Also you can provide your own corrections for the translated sentences, so if
you see something obviously wrong, you can try that. (maybe someone did it to
this sentence on purpose as well)

------
segfaultbuserr
I don't think a conspiracy theory is needed for this case. It's just an
unfortunate glitch of the machine learning. On the other hand, I acknowledge
problems like these have serious consequences.

After Google Translate's 2016 algorithm update
([https://spectrum.ieee.org/tech-
talk/computing/software/googl...](https://spectrum.ieee.org/tech-
talk/computing/software/google-translate-gets-a-deep-learning-upgrade)),
anecdotally, many people started seeing it having problems on distinguish
between a positive sentence and a negative sentence (e.g. has/has not,
with/without), even simple ones.

Also, when Google cannot "understand" a sentence, it simply gives an output
that happens to have the best match of its training patterns, often the
opposite meaning. For short sentences without context, it's especially
problematic.

In 2018, Google Translate briefly became a Twitter meme when it made the
following translation. I cannot find the original thread, but I quickly
Googled some keywords and found related tweets.

* 谷歌手机很卡顿 (Google's mobile phone is very laggish) => Google mobile phone is very fast [https://twitter.com/abcdsxg/status/980985925894197248](https://twitter.com/abcdsxg/status/980985925894197248)

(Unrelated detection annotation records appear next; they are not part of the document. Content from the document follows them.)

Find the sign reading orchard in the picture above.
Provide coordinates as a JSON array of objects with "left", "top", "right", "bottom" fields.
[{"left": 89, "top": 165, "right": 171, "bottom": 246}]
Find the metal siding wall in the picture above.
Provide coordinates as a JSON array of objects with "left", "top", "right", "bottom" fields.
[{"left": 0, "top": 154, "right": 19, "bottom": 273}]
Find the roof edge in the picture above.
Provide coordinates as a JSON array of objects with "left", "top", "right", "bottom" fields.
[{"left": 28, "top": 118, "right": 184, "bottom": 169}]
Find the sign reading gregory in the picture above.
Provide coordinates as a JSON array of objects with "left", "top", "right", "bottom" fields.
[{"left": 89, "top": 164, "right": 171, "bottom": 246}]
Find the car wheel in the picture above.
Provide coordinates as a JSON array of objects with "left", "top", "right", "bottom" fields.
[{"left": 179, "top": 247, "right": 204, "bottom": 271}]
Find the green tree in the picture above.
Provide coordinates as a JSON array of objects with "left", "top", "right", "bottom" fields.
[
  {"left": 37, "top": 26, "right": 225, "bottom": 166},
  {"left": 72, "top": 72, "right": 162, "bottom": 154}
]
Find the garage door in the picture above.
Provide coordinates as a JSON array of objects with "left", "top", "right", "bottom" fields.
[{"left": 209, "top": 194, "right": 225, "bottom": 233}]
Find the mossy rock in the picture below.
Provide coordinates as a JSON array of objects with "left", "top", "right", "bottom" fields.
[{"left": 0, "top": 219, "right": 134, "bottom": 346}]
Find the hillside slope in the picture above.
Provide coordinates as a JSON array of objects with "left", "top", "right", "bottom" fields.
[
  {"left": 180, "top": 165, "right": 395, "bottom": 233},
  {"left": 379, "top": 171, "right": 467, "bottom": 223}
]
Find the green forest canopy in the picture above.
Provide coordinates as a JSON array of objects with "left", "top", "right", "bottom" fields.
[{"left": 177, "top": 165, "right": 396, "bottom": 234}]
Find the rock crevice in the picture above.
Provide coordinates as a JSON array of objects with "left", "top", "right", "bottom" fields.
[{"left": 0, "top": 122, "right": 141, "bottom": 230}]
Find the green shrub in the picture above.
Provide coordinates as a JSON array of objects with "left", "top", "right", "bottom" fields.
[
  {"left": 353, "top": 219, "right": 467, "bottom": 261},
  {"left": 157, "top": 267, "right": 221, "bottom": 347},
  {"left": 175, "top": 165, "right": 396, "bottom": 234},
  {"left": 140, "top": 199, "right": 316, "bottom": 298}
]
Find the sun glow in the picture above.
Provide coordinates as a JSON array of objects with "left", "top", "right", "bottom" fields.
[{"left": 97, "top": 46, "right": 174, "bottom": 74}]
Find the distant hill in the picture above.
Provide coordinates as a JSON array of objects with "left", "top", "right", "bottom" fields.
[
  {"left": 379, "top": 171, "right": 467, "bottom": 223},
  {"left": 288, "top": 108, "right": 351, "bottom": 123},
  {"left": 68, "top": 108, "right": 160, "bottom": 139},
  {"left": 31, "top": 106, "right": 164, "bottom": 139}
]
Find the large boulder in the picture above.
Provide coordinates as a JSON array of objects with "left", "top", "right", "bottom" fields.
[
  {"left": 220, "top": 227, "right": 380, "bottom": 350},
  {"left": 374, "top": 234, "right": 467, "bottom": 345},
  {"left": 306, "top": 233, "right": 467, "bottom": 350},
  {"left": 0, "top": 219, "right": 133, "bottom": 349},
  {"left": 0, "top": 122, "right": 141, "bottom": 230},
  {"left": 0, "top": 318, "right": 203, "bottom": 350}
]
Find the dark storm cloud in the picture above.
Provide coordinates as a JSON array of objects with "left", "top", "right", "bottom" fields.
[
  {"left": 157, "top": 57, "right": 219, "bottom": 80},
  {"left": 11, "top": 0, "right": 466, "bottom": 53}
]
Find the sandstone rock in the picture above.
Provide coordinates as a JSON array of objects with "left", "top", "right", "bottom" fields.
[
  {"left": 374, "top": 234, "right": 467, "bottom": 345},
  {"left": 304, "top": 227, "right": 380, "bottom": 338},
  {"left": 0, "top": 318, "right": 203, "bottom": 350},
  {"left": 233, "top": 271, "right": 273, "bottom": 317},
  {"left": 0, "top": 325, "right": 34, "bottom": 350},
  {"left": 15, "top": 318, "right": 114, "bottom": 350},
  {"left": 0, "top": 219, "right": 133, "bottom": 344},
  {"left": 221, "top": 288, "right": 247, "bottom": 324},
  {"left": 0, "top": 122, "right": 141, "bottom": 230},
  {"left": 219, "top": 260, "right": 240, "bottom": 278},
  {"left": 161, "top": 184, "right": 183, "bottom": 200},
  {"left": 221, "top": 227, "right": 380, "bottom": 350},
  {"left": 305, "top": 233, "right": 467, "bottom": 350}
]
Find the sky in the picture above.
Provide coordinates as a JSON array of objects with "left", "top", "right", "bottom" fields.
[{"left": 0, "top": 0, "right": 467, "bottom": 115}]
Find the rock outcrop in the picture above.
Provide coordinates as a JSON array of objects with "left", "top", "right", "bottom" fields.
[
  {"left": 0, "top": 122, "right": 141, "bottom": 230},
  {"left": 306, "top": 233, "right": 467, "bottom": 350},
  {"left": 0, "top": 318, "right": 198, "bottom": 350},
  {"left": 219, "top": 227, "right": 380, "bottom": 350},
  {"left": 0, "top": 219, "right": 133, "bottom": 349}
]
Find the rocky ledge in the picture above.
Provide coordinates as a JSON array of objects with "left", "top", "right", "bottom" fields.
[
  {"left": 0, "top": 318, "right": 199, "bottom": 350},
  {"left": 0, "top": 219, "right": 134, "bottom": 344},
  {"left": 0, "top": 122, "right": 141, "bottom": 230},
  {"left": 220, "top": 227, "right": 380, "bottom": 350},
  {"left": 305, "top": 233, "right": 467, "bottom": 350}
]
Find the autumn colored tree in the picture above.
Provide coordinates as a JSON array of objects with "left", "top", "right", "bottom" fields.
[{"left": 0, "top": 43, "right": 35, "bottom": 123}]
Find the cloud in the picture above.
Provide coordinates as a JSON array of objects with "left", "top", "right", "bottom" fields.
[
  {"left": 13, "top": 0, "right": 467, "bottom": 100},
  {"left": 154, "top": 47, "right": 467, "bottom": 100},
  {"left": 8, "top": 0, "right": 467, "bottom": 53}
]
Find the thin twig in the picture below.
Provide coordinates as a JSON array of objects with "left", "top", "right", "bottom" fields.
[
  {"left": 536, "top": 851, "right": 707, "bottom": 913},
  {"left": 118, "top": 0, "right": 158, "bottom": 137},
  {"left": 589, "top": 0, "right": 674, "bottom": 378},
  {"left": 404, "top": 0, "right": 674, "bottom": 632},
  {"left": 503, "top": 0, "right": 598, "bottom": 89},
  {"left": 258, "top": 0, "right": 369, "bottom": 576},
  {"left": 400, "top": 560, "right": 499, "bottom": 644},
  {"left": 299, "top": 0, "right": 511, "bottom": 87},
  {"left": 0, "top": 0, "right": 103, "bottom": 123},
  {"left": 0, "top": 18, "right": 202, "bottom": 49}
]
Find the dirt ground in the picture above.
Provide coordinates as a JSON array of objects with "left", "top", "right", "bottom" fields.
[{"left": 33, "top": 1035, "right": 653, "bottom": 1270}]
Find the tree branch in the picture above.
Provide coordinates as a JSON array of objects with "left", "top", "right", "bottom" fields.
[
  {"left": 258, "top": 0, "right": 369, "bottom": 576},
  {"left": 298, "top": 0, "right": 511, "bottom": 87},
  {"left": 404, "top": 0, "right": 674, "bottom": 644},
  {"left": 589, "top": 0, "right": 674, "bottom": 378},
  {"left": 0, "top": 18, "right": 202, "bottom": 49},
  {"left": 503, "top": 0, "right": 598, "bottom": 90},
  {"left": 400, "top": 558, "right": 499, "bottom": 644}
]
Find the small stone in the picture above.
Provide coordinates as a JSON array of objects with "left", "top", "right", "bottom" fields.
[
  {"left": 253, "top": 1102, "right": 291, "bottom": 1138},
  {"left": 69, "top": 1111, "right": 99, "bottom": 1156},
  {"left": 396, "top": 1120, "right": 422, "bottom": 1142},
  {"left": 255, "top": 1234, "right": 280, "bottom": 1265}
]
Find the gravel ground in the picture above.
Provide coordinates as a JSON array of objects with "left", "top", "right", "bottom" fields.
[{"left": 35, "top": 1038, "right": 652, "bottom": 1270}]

I tried to find a random Wikipedia article, and I was still able to reproduce
a similar problem today.

* 考虑到庭审涉及信息的敏感性，法庭分别进行了两次独立的听证会，一次公开进行，另一次不公开 (Because of the sensitive nature of information at stake in the trial, two separate hearings were conducted, one in public, and the other in private) => Taking into account the sensitivity of the information involved in the trial, the court conducted two separate hearings, one in public and one _in the open_.